George A. Brager (1923 - 2003) was professor of social work and dean of the school of social work at Columbia University. He has been a chief program planner of delinquency prevention and anti-poverty programs.

Brager earned his bachelor's degree in social work from the College of the City of New York in 1941 and a master's from the University of Pennsylvania School of Social Work in 1948. He was awarded a Ph.D. in 1968 from New York University, where he studied at the center for Human Relations and Community Studies.

He joined Columbia in 1965 as assistant professor; he became full professor in 1969. He was appointed dean in 1981, in which position he served until 1986. He succeeded Mitchell Ginsberg as dean.

A consultant to numerous public agencies in his more than 30-year career, Brager was from 1960 to 1965 chief planner and co-director of Mobilization for Youth, New York, a program for prevention and control of delinquency that became the prototype for the federal poverty program.

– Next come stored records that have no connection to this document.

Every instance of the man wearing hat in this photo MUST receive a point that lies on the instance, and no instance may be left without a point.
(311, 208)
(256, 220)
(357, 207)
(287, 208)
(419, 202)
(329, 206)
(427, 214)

His scholarly work has been used in the fields of organizational change, development and administration, and in community organization.

Brager served as consultant to the Rockefeller Brothers Fund, Adelphi University Drug Prevention Program, Allegheny County Office of Mental Health and Mental Retardation, the Social and Rehabilitation Service of the Department of Health, Education and Welfare, the Model Cities Program of the Department of Housing and Urban Development, the Office of Economic Opportunity, Computer Applications Inc. and the Center for the Study of Unemployed Youth at New York University. For many years, Brager was on the Board and at the time of his death was chairman of the board of the Center for Urban Community Services, a nonprofit that provides integrated programs that link housing, health and social services for New York City's most vulnerable people.

==Publications==
He was the author of 12 books listed in WorldCat.